To retain a competitive environment, NASA said it would move to procure "recurring landing services" from American companies. This contract will be for operational missions to the lunar surface following SpaceX's demonstration missions. The space agency said the awards announced this week would "ultimately help shape the strategy and requirements for a future NASA's solicitation to provide regular astronaut transportation from lunar orbit to the surface of the Moon." The amount of those future "recurring services" awards will be determined by Congressional appropriations.

After the SpaceX award in April, the other two finalists for a lunar lander contract, the Blue Origin-led National Team and Dynetics, protested to the US Government Accountability Office. That protest was denied, and Blue Origin has since sued NASA in the US Court of Federal Claims to overturn the awards. The dispute is pending.

Blue Origin and two other National Team members—Lockheed Martin and Northrop Grumman—were among the winners of the new, smaller awards this week. One of these companies, Northrop Grumman, said it remained committed to the National Team but was also keeping its options open.

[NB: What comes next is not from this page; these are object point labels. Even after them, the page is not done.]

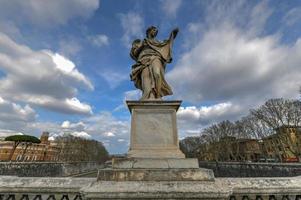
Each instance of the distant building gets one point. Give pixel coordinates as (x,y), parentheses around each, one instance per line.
(230,149)
(44,151)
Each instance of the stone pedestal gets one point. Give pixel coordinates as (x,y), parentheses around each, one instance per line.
(154,153)
(154,129)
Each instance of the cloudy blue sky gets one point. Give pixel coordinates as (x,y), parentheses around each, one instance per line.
(64,64)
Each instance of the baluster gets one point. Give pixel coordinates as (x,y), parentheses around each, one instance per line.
(24,197)
(259,197)
(11,197)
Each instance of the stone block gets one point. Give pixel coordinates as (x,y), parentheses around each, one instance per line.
(154,129)
(155,163)
(155,175)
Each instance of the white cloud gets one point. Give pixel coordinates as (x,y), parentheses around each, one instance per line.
(40,78)
(170,7)
(227,64)
(6,133)
(99,40)
(13,112)
(192,120)
(109,134)
(132,24)
(132,95)
(47,13)
(232,66)
(69,47)
(293,16)
(114,78)
(81,134)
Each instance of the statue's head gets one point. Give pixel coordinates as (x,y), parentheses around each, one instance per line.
(151,32)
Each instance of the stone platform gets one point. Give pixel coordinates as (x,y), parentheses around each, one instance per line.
(155,175)
(155,163)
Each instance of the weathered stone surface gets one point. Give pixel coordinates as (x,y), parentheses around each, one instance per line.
(155,175)
(88,188)
(154,129)
(155,163)
(41,169)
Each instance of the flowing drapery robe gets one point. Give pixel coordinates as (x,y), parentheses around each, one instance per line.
(149,54)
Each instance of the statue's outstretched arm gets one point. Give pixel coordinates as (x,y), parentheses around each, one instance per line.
(174,33)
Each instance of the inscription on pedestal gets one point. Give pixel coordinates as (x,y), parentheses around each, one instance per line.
(154,129)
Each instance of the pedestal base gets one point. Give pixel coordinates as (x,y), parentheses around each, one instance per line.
(154,129)
(155,163)
(155,175)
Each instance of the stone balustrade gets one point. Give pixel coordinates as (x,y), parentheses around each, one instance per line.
(41,169)
(46,188)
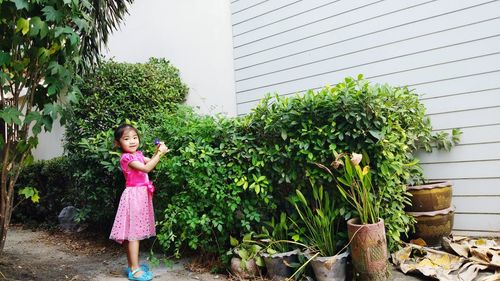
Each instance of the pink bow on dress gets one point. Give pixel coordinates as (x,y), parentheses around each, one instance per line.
(151,187)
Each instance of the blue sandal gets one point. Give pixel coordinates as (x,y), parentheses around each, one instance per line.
(145,276)
(144,267)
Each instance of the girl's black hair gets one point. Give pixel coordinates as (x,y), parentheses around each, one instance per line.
(122,128)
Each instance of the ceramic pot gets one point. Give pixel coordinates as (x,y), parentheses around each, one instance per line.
(430,197)
(368,250)
(278,265)
(329,268)
(250,270)
(433,226)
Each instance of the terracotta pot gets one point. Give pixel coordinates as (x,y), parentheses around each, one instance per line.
(368,250)
(278,265)
(430,197)
(329,268)
(433,226)
(251,269)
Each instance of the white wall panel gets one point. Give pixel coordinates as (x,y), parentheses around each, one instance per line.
(279,16)
(387,71)
(477,222)
(460,153)
(473,187)
(462,170)
(470,118)
(480,204)
(480,99)
(447,50)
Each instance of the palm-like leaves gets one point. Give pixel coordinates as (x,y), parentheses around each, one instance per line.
(105,15)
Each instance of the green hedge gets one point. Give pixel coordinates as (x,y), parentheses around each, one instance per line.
(114,93)
(225,176)
(53,181)
(120,91)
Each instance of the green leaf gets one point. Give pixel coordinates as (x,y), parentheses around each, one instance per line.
(52,14)
(52,110)
(30,193)
(284,135)
(22,25)
(38,27)
(5,58)
(21,4)
(233,241)
(11,115)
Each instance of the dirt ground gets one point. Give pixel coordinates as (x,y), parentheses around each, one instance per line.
(43,256)
(54,256)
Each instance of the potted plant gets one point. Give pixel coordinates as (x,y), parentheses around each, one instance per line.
(321,220)
(366,232)
(245,259)
(280,253)
(431,207)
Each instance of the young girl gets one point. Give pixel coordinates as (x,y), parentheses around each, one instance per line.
(134,219)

“We continue to work in partnership with Blue Origin and the National Team to meet NASA’s ambitious goals to return to the Moon and Mars," said Steve Krein, vice president of Civil and Commercial Satellites for Northrop Grumman. "In addition to those collective efforts, we are also providing our unique skills and capabilities to exploring alternative perspectives for a long-term sustainable program to take humans back to the Moon to stay.”

A source confirmed that the National Team is likely to stay together as long as there is a chance to win the original contract, awarded solely to SpaceX. But if that challenge is unsuccessful, the individual members of the National Team are preparing to go their own ways. The 15-month period will provide time to review their options.